Después de comer no podría leer en la mecedora blanca, pues me
quedaría dormida, así que lo haría sobre el colchón fino e
incómodo que compondría una parte de la cama.
Y
más pastillas, más sueños, más gritos…
El
tema de la higiene sería distinto para los piripis estables y los
que no. Nos dejarían en unos mini cuartos equipados con un pie de
ducha, un váter y un pequeño lavabo demasiado bajo para una persona
de estatura media. La única discordancia entre los estables y los
que no en este tema sería los objetos que dejarían entrar. Cada mes
nos darían una bolsita que consistiría en un cepillo de púas
redondas, una toalla de mano, pasta de dientes y su respectivo
cepillo, un gel, un champú y un espejo, la diferencia sería que su
espejo sería de cristal y el nuestro de un plástico casi flexible.
El tiempo de baño sería media hora por la mañana, diez minutos
después de comer y una hora por la noche. Después de comer sería
todo un deporte de riesgo ir al baño, pues irías más colocado que
un cani en una discoteca, pero claro, esas drogas serían legales.
Como
en todo buen manicomio, habría un par de psiquiatras y un psicólogo.

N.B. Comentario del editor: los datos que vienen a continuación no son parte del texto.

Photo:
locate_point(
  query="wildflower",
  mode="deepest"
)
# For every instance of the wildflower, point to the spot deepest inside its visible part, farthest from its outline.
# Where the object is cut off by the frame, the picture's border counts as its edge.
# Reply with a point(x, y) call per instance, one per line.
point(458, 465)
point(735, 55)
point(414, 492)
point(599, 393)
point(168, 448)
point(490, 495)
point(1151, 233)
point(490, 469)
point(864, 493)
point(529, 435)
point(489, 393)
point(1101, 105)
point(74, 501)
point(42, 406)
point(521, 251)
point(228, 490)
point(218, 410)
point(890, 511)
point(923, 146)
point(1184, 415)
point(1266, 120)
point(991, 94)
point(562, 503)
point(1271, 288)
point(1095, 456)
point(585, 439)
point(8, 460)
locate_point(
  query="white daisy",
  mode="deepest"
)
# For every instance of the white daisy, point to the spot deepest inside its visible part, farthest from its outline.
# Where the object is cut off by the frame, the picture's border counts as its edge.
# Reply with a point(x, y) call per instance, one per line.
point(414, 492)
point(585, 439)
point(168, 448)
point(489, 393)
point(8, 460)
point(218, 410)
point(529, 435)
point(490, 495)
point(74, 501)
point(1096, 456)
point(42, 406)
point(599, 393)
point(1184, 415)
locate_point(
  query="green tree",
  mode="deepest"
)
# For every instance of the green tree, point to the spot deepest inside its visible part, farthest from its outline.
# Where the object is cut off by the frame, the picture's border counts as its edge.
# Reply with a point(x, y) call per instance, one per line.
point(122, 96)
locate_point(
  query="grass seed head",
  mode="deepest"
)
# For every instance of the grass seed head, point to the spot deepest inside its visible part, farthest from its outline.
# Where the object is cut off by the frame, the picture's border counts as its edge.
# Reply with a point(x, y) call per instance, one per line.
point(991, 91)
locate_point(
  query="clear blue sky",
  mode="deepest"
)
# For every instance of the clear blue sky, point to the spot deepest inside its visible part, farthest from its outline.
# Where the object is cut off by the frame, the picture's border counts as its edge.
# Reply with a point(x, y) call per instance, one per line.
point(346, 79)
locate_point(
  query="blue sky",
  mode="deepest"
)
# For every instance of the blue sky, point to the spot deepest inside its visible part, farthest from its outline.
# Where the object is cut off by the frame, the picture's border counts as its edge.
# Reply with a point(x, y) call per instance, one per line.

A mi me vería el psicólogo, un hombre mayor, con el pelo gris y una
tranquilizadora sonrisa. Sería muy simpático, una de esas personas
a las que les podrías contar todo y te escucharía el tiempo que
fuese necesario, bueno, ese sería su trabajo al fin y al cabo. Se
dedicaría a intentar que le contase cosas de mi pasado e
inocentemente creería que le abro mi mente al completo, pero como no
me conocería no sabría que yo nunca hago tal estupidez. Tras varios
meses de sesiones llegaría a la conclusión de que tiendo a
encerrarme en historias que no son ciertas porque no me gusta el
mundo real.
Y
más pastillas, más sueños, más gritos…
Ana
Soler Rodríguez. Relato inédito, 2015.